Question kurde : le gouvernement est-il réellement sous pression ?


Pour beaucoup d’observateurs, la crise kurde qui secoue la Turquie depuis la reprise des attentats du PKK, à fin du mois de septembre dernier, mettrait le gouvernement dans une situation intenable et cela accroîtrait d’autant le risque d’une intervention militaire turque en Irak du Nord. Il est vrai que les dernières semaines ont vu le nationalisme s’exprimer, tant dans des instances politiques comme le Parlement, que dans la presse et dans la rue où les drapeaux turques sont toujours omniprésents bien après la fête nationale (29 octobre) et l’anniversaire de la mort d’Atatürk. Toutefois, dans un pays où le nationalisme est à fleur de peau et où les drapeaux turcs n’ont cessé de sortir à l’occasion des soubresauts politiques des derniers mois, il faut savoir raison garder : que le gouvernement ait eu à vivre des moments difficiles, sans doute, qu’il soit au bord du gouffre, c’est peu probable.

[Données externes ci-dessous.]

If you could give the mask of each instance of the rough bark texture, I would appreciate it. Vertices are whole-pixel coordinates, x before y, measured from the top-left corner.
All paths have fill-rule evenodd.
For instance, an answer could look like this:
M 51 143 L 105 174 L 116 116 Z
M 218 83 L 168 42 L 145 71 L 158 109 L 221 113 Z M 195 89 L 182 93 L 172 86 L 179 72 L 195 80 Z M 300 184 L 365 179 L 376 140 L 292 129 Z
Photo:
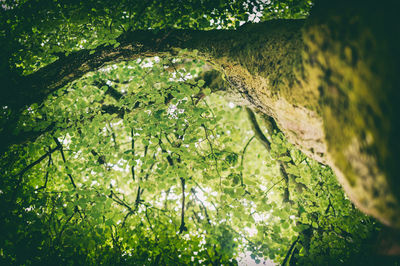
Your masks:
M 307 21 L 131 32 L 118 48 L 81 51 L 13 79 L 14 95 L 0 103 L 22 108 L 106 63 L 188 49 L 187 56 L 220 71 L 248 105 L 273 117 L 303 152 L 330 165 L 361 210 L 400 227 L 399 23 L 372 1 L 330 2 L 320 1 Z M 1 137 L 23 141 L 12 129 Z

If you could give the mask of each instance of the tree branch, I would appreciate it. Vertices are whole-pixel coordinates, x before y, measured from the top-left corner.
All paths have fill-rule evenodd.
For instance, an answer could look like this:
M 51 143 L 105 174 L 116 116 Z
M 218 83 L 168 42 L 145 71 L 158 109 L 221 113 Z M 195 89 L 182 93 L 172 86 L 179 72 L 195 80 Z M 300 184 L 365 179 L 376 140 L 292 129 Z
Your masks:
M 292 245 L 290 246 L 288 252 L 286 253 L 285 259 L 282 262 L 282 266 L 285 266 L 286 263 L 288 262 L 288 260 L 290 259 L 291 255 L 292 255 L 292 251 L 294 249 L 294 247 L 296 246 L 297 242 L 299 241 L 299 237 L 296 238 L 295 241 L 293 241 Z
M 64 164 L 65 164 L 65 163 L 66 163 L 66 160 L 65 160 L 65 155 L 64 155 L 64 151 L 63 151 L 62 144 L 60 143 L 60 141 L 59 141 L 56 137 L 53 137 L 53 140 L 56 142 L 57 146 L 60 146 L 61 157 L 62 157 L 63 162 L 64 162 Z M 68 169 L 68 167 L 65 166 L 65 169 Z M 71 174 L 68 174 L 68 173 L 67 173 L 67 175 L 68 175 L 68 177 L 69 177 L 69 180 L 71 181 L 72 186 L 73 186 L 74 188 L 76 188 L 76 185 L 75 185 L 74 179 L 72 178 L 72 175 L 71 175 Z
M 179 227 L 179 234 L 182 234 L 183 231 L 187 231 L 187 227 L 185 226 L 185 179 L 183 177 L 181 179 L 182 185 L 182 212 L 181 212 L 181 226 Z

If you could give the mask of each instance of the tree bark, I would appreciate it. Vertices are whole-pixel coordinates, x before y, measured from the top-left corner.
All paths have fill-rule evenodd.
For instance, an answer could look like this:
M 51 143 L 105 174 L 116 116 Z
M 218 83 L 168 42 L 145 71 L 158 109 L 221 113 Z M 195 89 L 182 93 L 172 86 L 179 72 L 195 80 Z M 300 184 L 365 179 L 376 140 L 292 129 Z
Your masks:
M 393 8 L 393 10 L 397 10 Z M 399 23 L 373 1 L 324 1 L 309 19 L 240 29 L 128 32 L 121 45 L 80 51 L 12 78 L 0 104 L 13 113 L 105 64 L 138 57 L 205 60 L 243 103 L 275 119 L 308 156 L 331 166 L 365 213 L 400 227 Z M 11 85 L 10 85 L 11 84 Z M 15 116 L 1 131 L 8 144 Z M 15 121 L 14 121 L 15 122 Z

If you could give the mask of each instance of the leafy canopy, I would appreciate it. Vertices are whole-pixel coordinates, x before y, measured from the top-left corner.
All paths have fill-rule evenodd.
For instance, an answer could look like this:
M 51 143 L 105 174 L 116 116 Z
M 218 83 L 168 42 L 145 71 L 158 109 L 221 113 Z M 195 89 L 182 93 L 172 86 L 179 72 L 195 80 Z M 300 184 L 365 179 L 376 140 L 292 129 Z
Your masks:
M 238 27 L 249 18 L 304 17 L 310 7 L 2 5 L 2 67 L 24 74 L 61 54 L 118 45 L 129 29 Z M 212 93 L 203 70 L 204 62 L 179 56 L 112 64 L 26 108 L 15 133 L 40 134 L 0 159 L 1 262 L 234 265 L 247 252 L 255 262 L 371 262 L 365 252 L 379 225 L 354 208 L 332 170 L 265 117 L 249 119 L 226 93 Z

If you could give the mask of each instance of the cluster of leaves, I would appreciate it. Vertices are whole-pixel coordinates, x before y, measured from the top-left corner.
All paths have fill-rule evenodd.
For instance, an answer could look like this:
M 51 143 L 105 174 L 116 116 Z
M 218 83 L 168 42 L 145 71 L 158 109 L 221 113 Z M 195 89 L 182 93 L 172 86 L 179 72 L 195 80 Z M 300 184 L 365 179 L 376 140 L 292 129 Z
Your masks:
M 256 262 L 315 265 L 364 256 L 379 225 L 277 128 L 261 126 L 265 149 L 243 108 L 209 95 L 203 65 L 110 65 L 29 107 L 18 128 L 40 136 L 0 160 L 1 262 L 234 265 L 250 251 Z
M 263 14 L 264 19 L 298 18 L 310 9 L 308 1 L 292 0 L 1 3 L 0 69 L 7 72 L 4 77 L 10 67 L 28 74 L 73 51 L 118 46 L 117 37 L 130 30 L 236 28 Z

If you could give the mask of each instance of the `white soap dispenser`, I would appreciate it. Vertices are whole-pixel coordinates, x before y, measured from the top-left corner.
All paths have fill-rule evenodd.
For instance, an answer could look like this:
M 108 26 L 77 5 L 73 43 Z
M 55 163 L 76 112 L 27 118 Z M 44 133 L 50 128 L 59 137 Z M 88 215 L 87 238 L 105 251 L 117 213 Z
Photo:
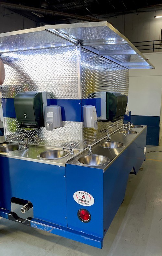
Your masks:
M 84 127 L 98 129 L 97 114 L 94 106 L 85 105 L 83 106 L 83 119 Z
M 46 107 L 44 115 L 44 126 L 47 131 L 61 127 L 61 110 L 60 106 L 50 105 Z

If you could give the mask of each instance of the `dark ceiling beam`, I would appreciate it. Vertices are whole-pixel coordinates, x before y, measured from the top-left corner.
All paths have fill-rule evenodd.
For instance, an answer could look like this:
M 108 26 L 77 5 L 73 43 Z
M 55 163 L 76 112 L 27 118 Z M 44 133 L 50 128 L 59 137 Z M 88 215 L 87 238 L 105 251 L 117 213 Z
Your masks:
M 15 5 L 14 4 L 10 4 L 5 2 L 0 2 L 0 6 L 15 10 L 18 10 L 20 11 L 26 11 L 29 12 L 32 12 L 37 13 L 41 13 L 45 15 L 51 15 L 54 16 L 62 16 L 64 17 L 68 17 L 69 18 L 73 18 L 81 20 L 84 20 L 90 22 L 100 21 L 100 20 L 94 18 L 85 17 L 84 16 L 77 15 L 75 14 L 71 14 L 66 13 L 57 12 L 51 10 L 47 10 L 41 8 L 36 8 L 35 7 L 30 7 L 29 6 Z

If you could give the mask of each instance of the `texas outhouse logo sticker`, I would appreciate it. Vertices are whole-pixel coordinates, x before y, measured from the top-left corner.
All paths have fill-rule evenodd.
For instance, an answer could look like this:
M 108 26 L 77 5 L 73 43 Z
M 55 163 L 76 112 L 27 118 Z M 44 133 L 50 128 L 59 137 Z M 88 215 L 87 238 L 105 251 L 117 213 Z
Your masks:
M 92 195 L 85 191 L 76 191 L 73 195 L 73 198 L 75 202 L 85 206 L 91 206 L 95 202 Z

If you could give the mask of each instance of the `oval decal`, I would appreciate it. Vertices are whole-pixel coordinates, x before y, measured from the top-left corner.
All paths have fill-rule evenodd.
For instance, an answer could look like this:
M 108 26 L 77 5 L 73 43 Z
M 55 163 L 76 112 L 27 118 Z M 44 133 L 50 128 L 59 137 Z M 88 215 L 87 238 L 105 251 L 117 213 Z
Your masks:
M 92 195 L 81 190 L 75 192 L 73 195 L 73 198 L 75 202 L 84 206 L 91 206 L 95 202 Z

Pour s’en convaincre, il suffit de se rappeler que depuis le printemps dernier, le même gouvernement a résisté à une mobilisation populaire beaucoup plus importante, celle des grandes manifestations laïques, et qu’il a déjà affronté une montée comparable du nationalisme sur la question kurde, lors des premiers attentats de l’été dernier. Cependant, toutes les tentatives faites pour instrumentaliser politiquement les réactions nationalistes aux embuscades qui surviennent en zone kurde, n’ont pour l’instant donné que peu de résultats. On dira que la situation d’aujourd’hui est différente et que les dernières actions du PKK ont été plus spectaculaires et plus meurtrières, certes. Pour autant, l’opinion publique rend-elle responsable Recep Tayyip Erdogan de cette situation ? Rien n’est moins sûr.

Le gouvernement vient d’engranger en effet plusieurs succès politiques d’importance (élections législatives et présidentielles, référendum sur le paquet constitutionnel). Il a donc les coudées franches pour aborder une situation, certes préoccupante, mais qui n’a rien de désespérée. Il est ainsi peu probable qu’il s’engage dans une aventure militaire en Irak du Nord, dont l’efficacité serait douteuse de l’avis de la plupart des experts et qui pourrait avoir des conséquences graves sur tous les plans. Au moment même d’ailleurs où, pour beaucoup d’observateurs internationaux, la probabilité d’une telle intervention reste faible, le problème du gouvernement est peut-être de pouvoir continuer à jouer sur les nerfs de ses partenaires américains, européens et irakiens pour les convaincre qu’il ne « bluffe » pas et qu’il peut toujours décider de frapper. Il ne s’agit donc pas, pour lui, de choisir la carte de l’apaisement mais de se décharger de la pression qui pèse sur lui pour la reporter sur d’autres. Dans cet état esprit, il s’est employé à convaincre qu’il était excédé par les attentats et Recep Tayyip Erdogan n’a pas hésité à dire plusieurs fois qu’il était « très en colère » et qu’il allait finir par faire un malheur.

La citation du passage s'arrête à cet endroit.